ML Training System
To make creation and testing of ML models easy for you, we are providing you with a ML model creation suite. This is a beta feature, so please bear with us while we iron out the bugs!
Installation
Get the toolbox by typing the following commands in your terminal:
pip uninstall auquan_toolbox
pip install -U auquan_toolbox_beta --no-cache-dir
For ML Training system to work, following need to be specified:
DataSource
Similar to Trading System above.
DataSplit Ratio
A list specifying the percentage of Training, Validation and Test Data. Eg [6,2,2]. The model is trained and validated on Training and Validation data respectively and then backtested for trading on Test Data.
Features
InstrumentFeatureConfigDicts
Similar to Trading System above.
CustomFeatures
Similar to Trading System above.
Target Variable
The Variable you want to predict. This can be one or many variables.
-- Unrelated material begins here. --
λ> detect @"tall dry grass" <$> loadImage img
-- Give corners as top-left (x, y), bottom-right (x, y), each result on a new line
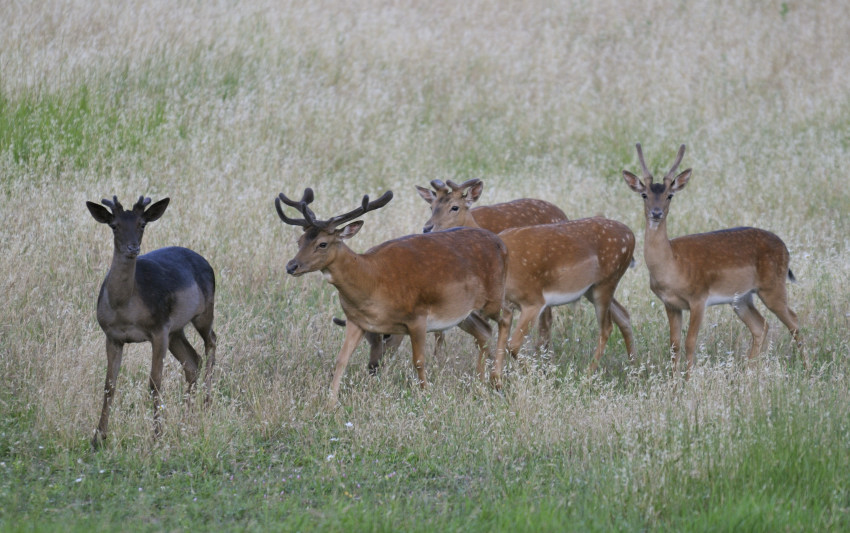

They can be specified as one of the features created above (with a shift) or loaded from a file as below:
getTargetVariableConfigDicts(self):
Y = {'featureKey' : 'Y', #Use a feature loaded from datasource
'featureId' : '',
'params' : {}}
tv = {'featureKey' : 'direction_tv', ##Create a target variable from a feature
'featureId' : 'direction',
'params' : {'period' : 5,
'featureName' : 'ma_5',
'shift' : 5}}
return {INSTRUMENT_TYPE_STOCK : [tv]}
FeatureSelectionConfigDicts
Use this to specify the methods to be used for feature engineering. For example, you can choose to reduce the overall set of features by keeping only those features which display a certain minimum correlation to target Variable. Current Available methods are:
def getFeatureSelectionConfigDicts(self):
corr = {'featureSelectionKey': 'corr',
'featureSelectionId' : 'pearson_correlation',
'params' : {'startPeriod' : 0,
'endPeriod' : 60,
'steps' : 10,
'threshold' : 0.1,
'topK' : 2}}
genericSelect = {'featureSelectionKey' : 'gus',
'featureSelectionId' : 'generic_univariate_select',
'params' : {'scoreFunction' : 'f_classif',
'mode' : 'k_best',
'modeParam' : 'all'}}
rfecvSelect = {'featureSelectionKey': 'rfecv',
'featureSelectionId': 'rfecv_selection',
'params' : {'estimator' : 'LinearRegression',
'estimator_params' : {},
'step' : 1,
'cv' : None,
'scoring' : None,
'n_jobs' : 2}}
return {INSTRUMENT_TYPE_STOCK : [genericSelect]}
FeatureTransformationConfigDicts
The methods you want to use to normalize or transform features. Current available methods are:
def getFeatureTransformationConfigDicts(self):
stdScaler = {'featureTransformKey': 'stdScaler',
'featureTransformId' : 'standard_transform',
'params' : {}}
minmaxScaler = {'featureTransformKey' : 'minmaxScaler',
'featureTransformId' : 'minmax_transform',
'params' : {'low' : -1,
'high' : 1}}
pcaScaler = {'featureTransformKey' : 'pcaScaler',
'featureTransformId' : 'pca_transform',
'params' : {'n_comp' : 6,
'copy' : True,
'whiten' : False,
'svd' : 'full',
'itr_power' : 'auto',
'random_state' : None}}
return {INSTRUMENT_TYPE_STOCK : [stdScaler]}
Model Config Dicts
The ML models you want to train. Current available models are:
def getModelConfigDicts(self):
regression_model = {'modelKey': 'linear_regression',
'modelId' : 'linear_regression',
'params' : {}}
mlp_regression_model = {'modelKey': 'mlp_regression',
'modelId' : 'mlp_regression',
'params' : {}}
classification_model = {'modelKey': 'logistic_regression',
'modelId' : 'logistic_regression',
'params' : {}}
mlp_classification_model = {'modelKey': 'mlp_classification',
'modelId' : 'mlp_classification',
'params' : {}}
svm_model = {'modelKey': 'svm_model',
'modelId' : 'support_vector_machine',
'params' : {}}
return {INSTRUMENT_TYPE_STOCK : [classification_model]}
Prediction Function
You do not have to specify a prediction function. The toolbox automatically creates a prediction function using the features and trained model from above.